Feeding time has proven particularly interesting with four goats – normally Fiona and Buttercup don’t eat a ton of the orchard grass I put in their feeder, but once they realized Sam and Jack loved it, all four embarked in a straight up eating contest. Fiona had so much orchard grass crammed in her mouth she couldn’t even chew it, and Jack buried his head in the feeder so no one else could get any. Fiona finally got sick of Jack both figuratively and literally hogging the feeder, so she head-butted him halfway across the pen. I can’t tell you how many times I’ve been tempted to do that while in line at a buffet so seeing it actually happen was rather gratifying.

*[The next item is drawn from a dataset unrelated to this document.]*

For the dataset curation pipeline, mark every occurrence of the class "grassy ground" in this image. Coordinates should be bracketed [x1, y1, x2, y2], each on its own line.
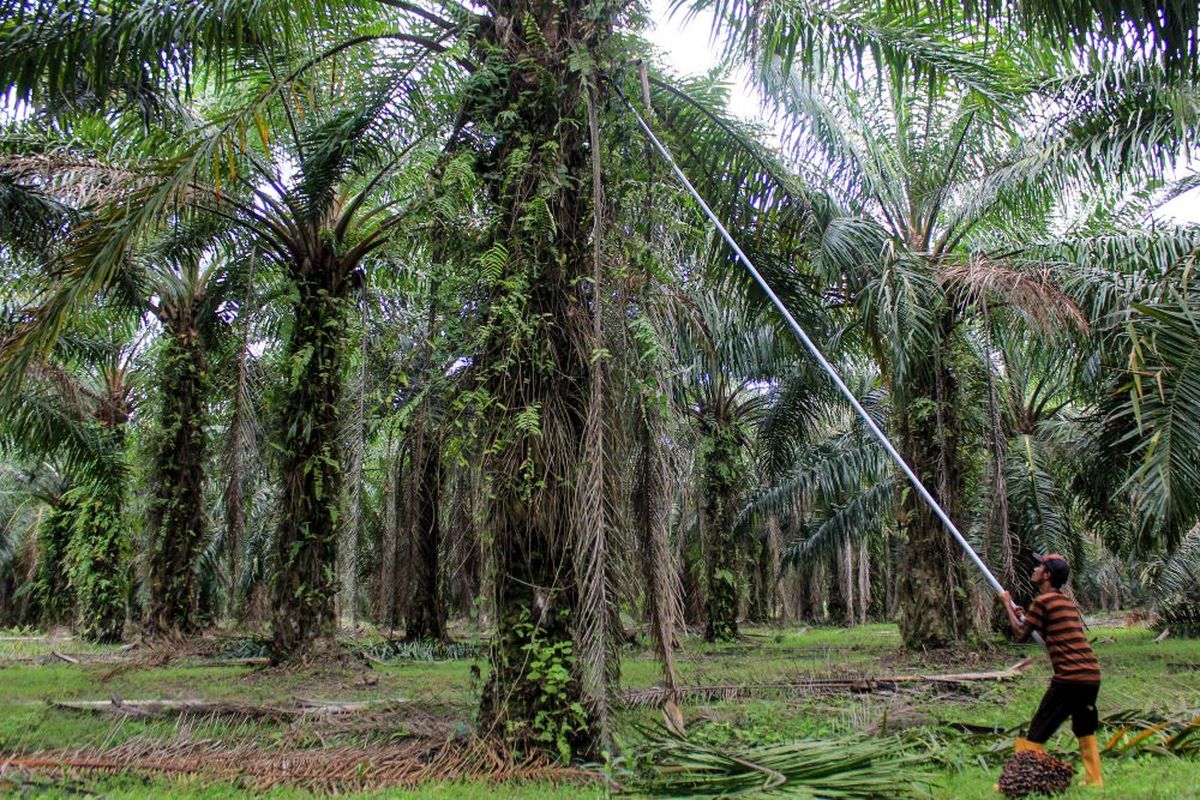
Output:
[1, 621, 1198, 797]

|Thanksgiving, contemplating dark thoughts|
Against all odds, Thanksgiving is still alive and well. He’s actually lost a bit of weight so he can get around a little better, but anyone looking at him still exclaim, “Wow, that’s a lot of turkey!” He has absolutely perfected the art of mean mugging, and he doesn’t always want to come out of his pen, particularly if it’s raining or muddy outside. Today was one of those days where he was perfectly content to keep his food bowl company, but unfortunately for me his water dispenser was empty. Changing out the water dispenser is tricky, even when Thanksgiving hasn’t plunked his fat butt in front of it. It weighs about thirty pounds full, and since I’m still one-handed, opening and filling it is enough of a challenge without also having to navigate it around fifty pounds of grumpy turkey. Like any other predator, he can smell my fear, and he never fails to slowly sidle over to block the doorway when my back is turned and my attention is occupied with the dispenser. So when I turn around, I realize I’m forced to gingerly step over him to get out of the pen, all the while internally chanting, “please don’t take out a knee cap with your ginormous beak” over and over again. Getting the water dispenser back inside the pen is a similar ordeal, only what I’m carrying is heavier. It’s only a matter of time before I start having nightmares about waking up and seeing him perched at the foot of the bed.